Niet elk kind met ernstige dyslexie heeft in dezelfde mate emotionele problemen. In hun artikel onderscheiden Jojanneke, Leonie en Elise milde, matige en ernstige bijkomende emotionele problemen. ‘De grenzen tussen de mate van problemen zijn niet hard, want het gaat om gradaties. We gebruiken de indeling in de eerste plaats om grip te geven. Niet alleen voor de behandeling, maar bijvoorbeeld ook om het gesprek te voeren met de gemeente of het samenwerkingsverband over wat nodig is bij een kind.’
In hun artikel werken de auteurs concreet uit wat de mate van problematiek betekent voor de opzet van de behandeling. Ook hebben ze geprobeerd heldere voorbeelden te geven voor de concrete invulling. Ter illustratie: bij milde problemen zijn de interventies doorgaans bescheiden. Ze kunnen prima worden geïntegreerd in de dyslexiebehandeling, bijvoorbeeld in de vorm van extra psychoeducatie, therapeutische aandacht of een huiswerkplan.

Casemanager voert regie

Bij ernstige emotionele problematiek zal er doorgaans aanvullende (gespecialiseerde) jeugd-ggz nodig zijn. Jojanneke onderstreept: ‘We merken dat het binnen deze samenwerking niet altijd voldoende duidelijk is wie welke taak heeft, wie het overzicht houdt, wie verantwoordelijk is voor de communicatie met de ouders. Om te voorkomen dat de behandeling onvoldoende effectief is en er onnodig tijd en geld verloren gaan, is het zinvol om een ‘casemanager’ te benoemen die de inhoudelijke regie voert over de casus. Dat schept voor alle betrokkenen, ook voor de ouders en de school, duidelijkheid.’

Primeur: de Lees- en spellingbelevingsschaal (LSBS)
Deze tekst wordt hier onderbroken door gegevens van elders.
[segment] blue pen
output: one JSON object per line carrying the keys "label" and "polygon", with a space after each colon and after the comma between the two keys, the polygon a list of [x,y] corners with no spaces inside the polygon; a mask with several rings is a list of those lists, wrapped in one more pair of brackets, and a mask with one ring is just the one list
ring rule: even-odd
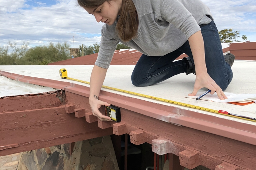
{"label": "blue pen", "polygon": [[198,96],[198,97],[197,97],[197,98],[196,99],[196,100],[198,100],[201,99],[202,98],[202,97],[203,96],[204,96],[206,94],[210,92],[211,92],[211,90],[209,90],[208,91],[207,91],[207,92],[205,92],[205,93],[204,93],[203,94],[202,94],[202,95],[201,95],[201,96]]}

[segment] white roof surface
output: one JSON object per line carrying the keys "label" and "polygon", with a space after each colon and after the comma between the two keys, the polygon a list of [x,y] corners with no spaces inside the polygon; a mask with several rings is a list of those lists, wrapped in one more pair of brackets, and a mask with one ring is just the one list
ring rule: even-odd
{"label": "white roof surface", "polygon": [[0,97],[47,92],[55,90],[56,89],[52,88],[25,83],[0,76]]}
{"label": "white roof surface", "polygon": [[[256,118],[256,103],[245,106],[238,106],[230,103],[220,103],[202,100],[196,101],[194,99],[185,98],[185,96],[191,93],[193,90],[195,76],[192,74],[188,75],[186,75],[185,73],[180,74],[163,82],[148,87],[135,87],[132,84],[130,78],[134,67],[134,66],[132,65],[110,65],[107,73],[103,85],[209,109],[218,110],[221,110],[232,113]],[[32,77],[70,82],[89,87],[89,85],[83,83],[61,78],[59,73],[59,70],[61,68],[65,68],[68,71],[68,77],[89,81],[93,67],[93,66],[90,65],[0,66],[0,70]],[[235,60],[232,67],[233,73],[233,80],[224,92],[236,94],[256,94],[255,68],[256,61]],[[23,84],[24,86],[25,85],[25,83]],[[0,85],[1,88],[2,86]],[[104,89],[102,90],[151,102],[182,108],[203,114],[256,125],[256,122],[249,121],[196,110],[109,90]],[[8,90],[12,90],[9,89]],[[199,92],[205,91],[205,89],[203,89],[200,90]]]}

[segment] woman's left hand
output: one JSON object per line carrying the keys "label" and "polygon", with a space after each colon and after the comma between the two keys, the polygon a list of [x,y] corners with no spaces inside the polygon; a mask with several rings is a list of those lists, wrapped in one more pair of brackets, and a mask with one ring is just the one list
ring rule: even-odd
{"label": "woman's left hand", "polygon": [[196,73],[196,80],[194,85],[194,90],[192,93],[188,94],[189,96],[195,96],[199,89],[203,88],[206,88],[211,90],[210,93],[212,95],[216,92],[218,97],[221,100],[223,100],[224,99],[228,98],[220,87],[207,72],[201,73],[199,74],[197,72]]}

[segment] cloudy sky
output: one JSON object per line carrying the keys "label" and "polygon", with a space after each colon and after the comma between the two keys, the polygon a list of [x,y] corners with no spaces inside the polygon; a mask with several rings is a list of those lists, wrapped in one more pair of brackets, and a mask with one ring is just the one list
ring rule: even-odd
{"label": "cloudy sky", "polygon": [[[233,28],[256,41],[256,0],[202,0],[219,30]],[[30,47],[67,41],[71,47],[100,43],[103,25],[76,0],[0,0],[0,45],[9,41]],[[241,39],[238,40],[241,40]]]}

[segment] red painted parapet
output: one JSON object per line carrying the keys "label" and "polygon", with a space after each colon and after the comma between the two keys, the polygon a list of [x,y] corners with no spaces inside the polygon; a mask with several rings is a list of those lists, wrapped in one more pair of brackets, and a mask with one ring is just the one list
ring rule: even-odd
{"label": "red painted parapet", "polygon": [[181,165],[192,169],[200,165],[199,154],[193,150],[185,150],[179,154]]}
{"label": "red painted parapet", "polygon": [[85,116],[85,109],[79,108],[75,109],[75,115],[76,117],[83,117]]}
{"label": "red painted parapet", "polygon": [[226,162],[223,162],[215,167],[215,170],[242,170],[242,169],[243,169],[239,168],[235,165]]}
{"label": "red painted parapet", "polygon": [[232,43],[230,48],[236,60],[256,60],[256,42]]}
{"label": "red painted parapet", "polygon": [[127,133],[126,124],[120,123],[113,125],[113,133],[118,136]]}
{"label": "red painted parapet", "polygon": [[72,113],[75,112],[75,106],[69,104],[65,106],[65,110],[67,113]]}
{"label": "red painted parapet", "polygon": [[92,112],[85,113],[85,119],[88,123],[92,123],[97,122],[97,117],[93,115]]}

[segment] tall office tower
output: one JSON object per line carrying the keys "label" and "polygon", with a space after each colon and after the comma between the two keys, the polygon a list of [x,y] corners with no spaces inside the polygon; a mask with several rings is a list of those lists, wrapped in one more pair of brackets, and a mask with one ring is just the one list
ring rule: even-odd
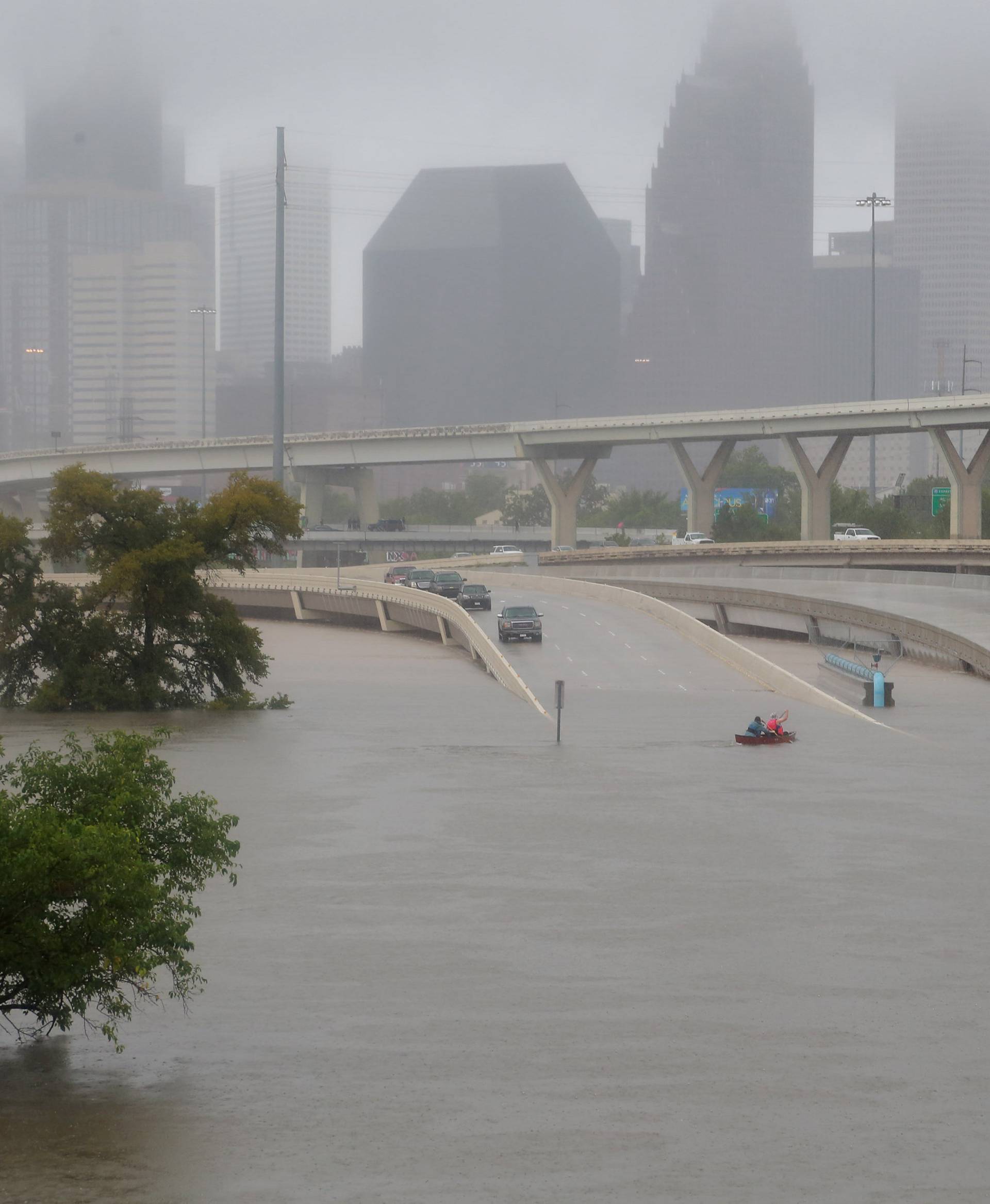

Om meer inzicht te krijgen in het lees- en spellingzelfbeeld en de emoties van kinderen met lees- en spellingproblemen, zijn Jojanneke en Elise samen met collega’s van de Radboud Universiteit en de Universiteit Utrecht op dit moment bezig met het ontwikkelen en normeren van een vragenlijst. Jojanneke: ‘De vragenlijst is gericht op kinderen van groep 5 t/m 8, en is bedoeld om inzicht te geven in de positieve en negatieve emoties en het zelfbeeld rondom lezen en spellen en in copingstrategieën.’ Met de Lees- en spellingbelevingsschaal (LSBS) kan dus een completer beeld worden gevormd over het kind en over de mogelijke emotionele problematiek. Dit biedt aanknopingspunten voor de doelen in het behandeltraject. Naar verwachting komt de LSBS in 2025 beschikbaar via uitgeverij Hogrefe. Jojanneke hoopt dat de vragenlijst dan een vast onderdeel gaat worden van de dyslexiediagnostiek. Zij heeft eerder met anderen de Rekenbelevingsschaal ontwikkeld. Omdat ze merkt dat dit een gat vult in het diagnostisch rekenonderzoek hoopt ze dat de LSBS eenzelfde bijdrage kan leveren aan dyslexiediagnostiek.